Without fully answering your question, I would like to answer it at least partially by remarking that computation cost can be evaluated only with respect to an abstract model of computation.

If you want to use two different models, for two different programs, than you have to determine the complexity of reducing each model to the other, in order to have a meaningful comparison.

Another point is that physics does not well qualify as a computation model for several reasons:

  • it is not clear enough what physics allows and does not allow regarding of computation, computation speed, storage, etc.

  • computation models are defined with various assumptions about unit operations and their costs, and about infinity and asymptotics, which are not meant to be a reflection of reality, but only an approximation of reality intended to facilitate the analysis of some phenomena, whether abstract or physical.

    This is why Turing machines are more appropriate than finite automata theory to analyse the behavior of devices with very large, though still finite memory. For example, the powerset construction of DFA may exist in theory when the memory is finite, however big, but may also quickly exceed the capacity of our limited universe, thus hardly making any sense.

Considering your first example about the "physical" time cost of executing a for loop on an array of size $n$. If we are to do asymptotic physics, we have to do it right, or at least as right as current knowledge in physics will allow. Due to universe expansion, the part of the universe that we can ever hope to access is bounded by a radius of some $z$ zillion light-years (corresponding to a distance at which the expansion speed relative to us equals the speed of light), so that nothing relevant to us can be further away.

You can see that as good news: distances being bounded, access is asymptotically in constant time, so that the classically accepted cost analysis does hold, despite your remarks.

Of course, since you still want to have arbitrarily large memory, you have to assume that this finite sphere can hold infinitely many bits of information ... which I fear physicists cannot really tell. But let's be optimistic.

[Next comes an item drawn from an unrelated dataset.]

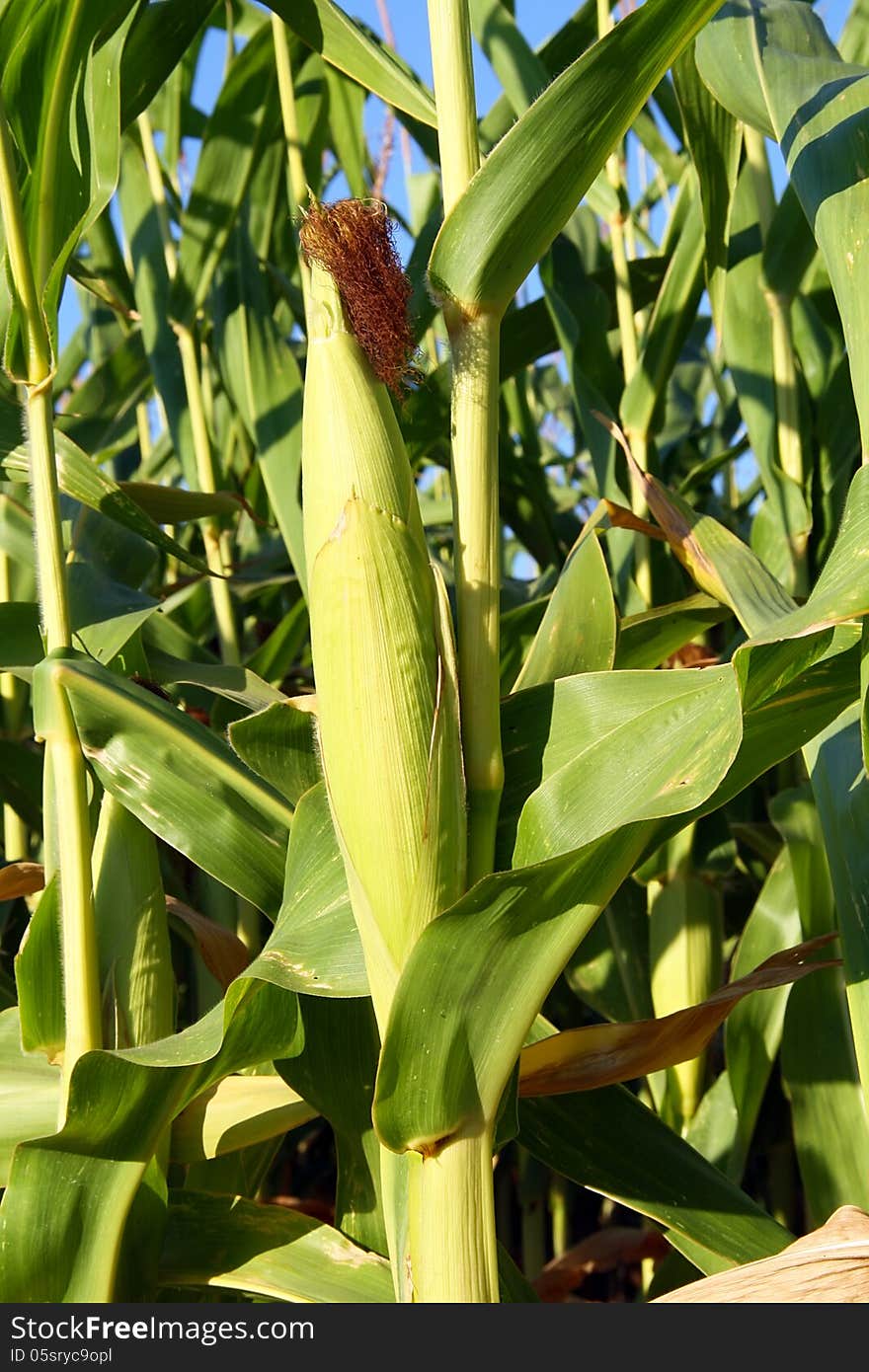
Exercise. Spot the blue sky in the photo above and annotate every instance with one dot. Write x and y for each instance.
(537, 20)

Another way to do away with your remark is to consider that the access time is small enough that it will not really impact the computing time, unless you have specific reasons to think otherwise.

Some high speed computer do have to be programmed taking into account physical distances, in particular to memory. But why should functional program be exempted from such physical limitations. How much computational capacity do you store with each cell? Instead of the $+$ operator, can you pass any arbitrarily complex fuction as parameter and still have it reduced locally in each memory cell.

Or to put it differently, what prevents an imperative program from taking advantage of an architecture that has computing power in each memory cell. This is remindful of various specialized architectures, such as vector processors.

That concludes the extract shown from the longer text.